Tijdens onze jaarlijkse bezoekjes ga ik altijd even bij De Slegte
neuzen of er wat poëzie voor mij bij is, en vorig jaar vond ik een
bundel genaamd : Zo'n gelukkige dag – Dichters voor Amnesty
International. Uitgeverij De Geus, ISBN 90-445-0478-9
Ik vond daarin het volgende gedicht :
Net als jij
Net als jij
heb ik de liefde lief
het leven
de zoete betovering van de dingen
het hemels landschap van de dagen in januari.
Ook mijn bloed bruist
en ik lach met mijn ogen
die het opwellen van tranen hebben gekend.
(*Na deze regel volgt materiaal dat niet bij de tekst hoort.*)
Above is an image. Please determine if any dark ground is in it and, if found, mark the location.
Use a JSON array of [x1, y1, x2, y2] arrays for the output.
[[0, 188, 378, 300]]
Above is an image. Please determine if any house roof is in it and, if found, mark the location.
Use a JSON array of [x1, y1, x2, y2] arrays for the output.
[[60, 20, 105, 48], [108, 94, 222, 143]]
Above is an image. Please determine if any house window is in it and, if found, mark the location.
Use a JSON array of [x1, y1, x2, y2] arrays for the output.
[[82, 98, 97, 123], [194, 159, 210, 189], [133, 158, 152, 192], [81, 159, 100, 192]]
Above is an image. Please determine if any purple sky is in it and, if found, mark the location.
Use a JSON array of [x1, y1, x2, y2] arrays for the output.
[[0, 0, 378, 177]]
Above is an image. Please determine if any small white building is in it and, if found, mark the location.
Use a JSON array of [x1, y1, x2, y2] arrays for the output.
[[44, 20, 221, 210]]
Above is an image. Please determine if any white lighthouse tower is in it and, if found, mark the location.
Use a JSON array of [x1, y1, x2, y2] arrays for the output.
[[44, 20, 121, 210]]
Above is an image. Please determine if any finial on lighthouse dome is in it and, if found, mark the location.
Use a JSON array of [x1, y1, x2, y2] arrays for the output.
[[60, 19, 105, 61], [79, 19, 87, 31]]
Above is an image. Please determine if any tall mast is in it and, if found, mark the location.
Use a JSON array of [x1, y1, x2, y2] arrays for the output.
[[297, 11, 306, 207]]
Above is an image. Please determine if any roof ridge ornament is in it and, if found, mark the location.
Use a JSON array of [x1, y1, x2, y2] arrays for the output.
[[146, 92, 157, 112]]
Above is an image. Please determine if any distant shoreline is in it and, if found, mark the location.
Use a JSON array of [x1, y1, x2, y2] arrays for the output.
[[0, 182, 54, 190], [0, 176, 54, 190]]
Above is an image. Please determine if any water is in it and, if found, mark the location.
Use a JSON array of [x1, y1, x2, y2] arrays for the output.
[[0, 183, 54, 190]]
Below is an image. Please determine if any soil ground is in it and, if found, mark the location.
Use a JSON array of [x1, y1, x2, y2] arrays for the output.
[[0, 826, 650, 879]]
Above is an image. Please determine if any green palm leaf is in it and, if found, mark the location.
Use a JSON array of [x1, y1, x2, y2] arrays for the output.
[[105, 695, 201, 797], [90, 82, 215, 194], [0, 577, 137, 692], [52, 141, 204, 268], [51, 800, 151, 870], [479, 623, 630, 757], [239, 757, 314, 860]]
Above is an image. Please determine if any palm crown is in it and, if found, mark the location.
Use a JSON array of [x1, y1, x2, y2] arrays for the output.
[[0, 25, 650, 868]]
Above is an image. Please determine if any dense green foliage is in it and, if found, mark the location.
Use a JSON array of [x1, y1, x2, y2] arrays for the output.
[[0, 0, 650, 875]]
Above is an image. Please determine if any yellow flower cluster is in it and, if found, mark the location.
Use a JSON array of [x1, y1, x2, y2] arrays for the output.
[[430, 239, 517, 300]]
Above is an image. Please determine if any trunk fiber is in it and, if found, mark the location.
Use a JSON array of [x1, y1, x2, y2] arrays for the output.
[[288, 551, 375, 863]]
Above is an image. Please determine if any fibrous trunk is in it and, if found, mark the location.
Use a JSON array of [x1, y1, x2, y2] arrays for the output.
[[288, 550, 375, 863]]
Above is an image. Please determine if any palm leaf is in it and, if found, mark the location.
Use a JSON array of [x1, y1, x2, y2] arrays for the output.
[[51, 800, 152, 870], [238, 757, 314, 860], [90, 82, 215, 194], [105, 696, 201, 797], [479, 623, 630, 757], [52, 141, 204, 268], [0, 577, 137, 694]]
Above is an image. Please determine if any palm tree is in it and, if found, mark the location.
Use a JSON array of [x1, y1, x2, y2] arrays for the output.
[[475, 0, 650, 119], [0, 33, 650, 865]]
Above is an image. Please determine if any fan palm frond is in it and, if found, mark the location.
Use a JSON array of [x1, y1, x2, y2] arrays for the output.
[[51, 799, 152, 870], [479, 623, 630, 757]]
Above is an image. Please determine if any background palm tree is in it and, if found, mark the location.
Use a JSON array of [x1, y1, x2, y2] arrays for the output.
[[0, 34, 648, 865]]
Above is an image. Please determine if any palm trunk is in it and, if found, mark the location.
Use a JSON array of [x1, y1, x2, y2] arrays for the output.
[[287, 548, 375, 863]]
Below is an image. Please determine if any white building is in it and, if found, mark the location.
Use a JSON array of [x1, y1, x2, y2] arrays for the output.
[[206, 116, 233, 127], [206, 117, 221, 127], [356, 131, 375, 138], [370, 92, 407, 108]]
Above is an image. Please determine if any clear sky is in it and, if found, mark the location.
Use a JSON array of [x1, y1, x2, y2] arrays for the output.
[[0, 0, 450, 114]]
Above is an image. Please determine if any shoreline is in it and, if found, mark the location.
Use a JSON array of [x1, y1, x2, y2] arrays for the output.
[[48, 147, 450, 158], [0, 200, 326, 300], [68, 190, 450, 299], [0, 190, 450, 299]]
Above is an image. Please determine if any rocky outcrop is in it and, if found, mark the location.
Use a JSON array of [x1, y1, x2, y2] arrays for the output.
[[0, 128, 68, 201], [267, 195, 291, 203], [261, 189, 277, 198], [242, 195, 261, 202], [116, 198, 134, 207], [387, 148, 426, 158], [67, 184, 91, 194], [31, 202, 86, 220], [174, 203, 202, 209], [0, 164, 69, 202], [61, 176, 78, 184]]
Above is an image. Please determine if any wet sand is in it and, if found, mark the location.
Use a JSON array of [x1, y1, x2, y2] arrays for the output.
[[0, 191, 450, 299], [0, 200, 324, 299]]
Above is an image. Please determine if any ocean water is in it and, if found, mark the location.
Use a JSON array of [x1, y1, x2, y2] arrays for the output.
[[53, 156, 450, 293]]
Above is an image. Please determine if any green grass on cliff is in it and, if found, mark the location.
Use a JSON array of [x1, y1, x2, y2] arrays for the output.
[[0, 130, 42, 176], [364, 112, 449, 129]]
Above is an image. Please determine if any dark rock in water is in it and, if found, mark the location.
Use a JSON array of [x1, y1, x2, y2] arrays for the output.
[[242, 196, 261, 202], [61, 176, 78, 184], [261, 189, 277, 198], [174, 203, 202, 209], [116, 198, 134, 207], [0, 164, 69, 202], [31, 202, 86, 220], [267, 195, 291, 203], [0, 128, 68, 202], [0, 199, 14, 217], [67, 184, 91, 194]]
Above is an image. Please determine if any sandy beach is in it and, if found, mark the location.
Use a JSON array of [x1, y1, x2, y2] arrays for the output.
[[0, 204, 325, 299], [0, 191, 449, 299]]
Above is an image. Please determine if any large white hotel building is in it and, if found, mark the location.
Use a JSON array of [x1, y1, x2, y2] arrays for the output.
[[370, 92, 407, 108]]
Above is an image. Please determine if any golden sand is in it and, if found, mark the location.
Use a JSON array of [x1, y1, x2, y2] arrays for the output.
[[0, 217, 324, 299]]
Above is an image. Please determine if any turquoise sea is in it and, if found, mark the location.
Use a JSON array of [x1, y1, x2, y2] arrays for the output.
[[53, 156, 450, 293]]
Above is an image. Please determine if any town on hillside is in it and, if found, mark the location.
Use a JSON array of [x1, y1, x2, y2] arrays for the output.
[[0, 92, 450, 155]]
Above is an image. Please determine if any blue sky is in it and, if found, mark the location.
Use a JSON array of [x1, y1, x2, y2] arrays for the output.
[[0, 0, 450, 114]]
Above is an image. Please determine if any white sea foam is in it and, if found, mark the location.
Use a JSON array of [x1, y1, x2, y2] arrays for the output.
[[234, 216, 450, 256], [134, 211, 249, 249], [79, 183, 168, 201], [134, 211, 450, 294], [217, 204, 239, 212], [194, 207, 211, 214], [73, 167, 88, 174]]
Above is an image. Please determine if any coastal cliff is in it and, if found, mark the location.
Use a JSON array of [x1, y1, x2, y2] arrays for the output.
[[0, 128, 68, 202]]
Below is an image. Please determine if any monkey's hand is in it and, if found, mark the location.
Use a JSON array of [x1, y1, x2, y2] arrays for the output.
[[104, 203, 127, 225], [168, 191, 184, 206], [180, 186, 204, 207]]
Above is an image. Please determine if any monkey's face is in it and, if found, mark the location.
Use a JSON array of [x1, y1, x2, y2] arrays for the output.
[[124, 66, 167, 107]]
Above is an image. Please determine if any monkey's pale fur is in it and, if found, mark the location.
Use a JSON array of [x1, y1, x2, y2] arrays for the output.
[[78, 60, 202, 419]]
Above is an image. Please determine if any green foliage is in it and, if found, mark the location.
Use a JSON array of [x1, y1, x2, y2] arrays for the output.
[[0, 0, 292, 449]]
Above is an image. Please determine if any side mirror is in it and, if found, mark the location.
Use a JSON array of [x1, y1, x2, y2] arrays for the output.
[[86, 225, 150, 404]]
Ik geloof dat de wereld mooi is, dat poëzie als brood is
van iedereen.
En dat mijn aderen niet in mij eindigen,
maar in eenstemmig bloed
van allen die voor het leven vechten
de liefde
de dingen
het landschap en het brood
de poëzie van iedereen.
Dit gedicht is van Roque Dalton ( El Salvador, 1935 -1975). De vader
van Roque Dalton was bankrover, één van de befaamde Dalton Brothers-
bekend van de strips van Lucky Luke. Roque had van kindsbeen de pest
aan het welgestelde milieu van zijn vader. Hij sloot zich aan bij de
Communistische Partij. In 1959 werd hij gearresteerd, in 1960 opnieuw
en ter dood veroordeeld. De dag voordat de executie zou worden
voltrokken, viel de dictatuur.
In 1965 ontsnapte hij opnieuw aan een terechtstelling doordat de muur
van zijn cel door een aardbeving in puin kwam te liggen. Hij kon zich
zo naar buiten graven. Hij ging voor de tweede keer naar Cuba. In
1969 kreeg hij voor zijn poëzie de prijs van de Casa de las Américas,
de hoogste literaire onderscheiding van het continent.
In 1975 werd hij gefusilleerd door een gewapende oppositiegroep.
Het verbaast mij altijd dat mensen die in een zo gewelddadige omgeving
leven, vaak prachtige en aangrijpende poëzie kunnen maken.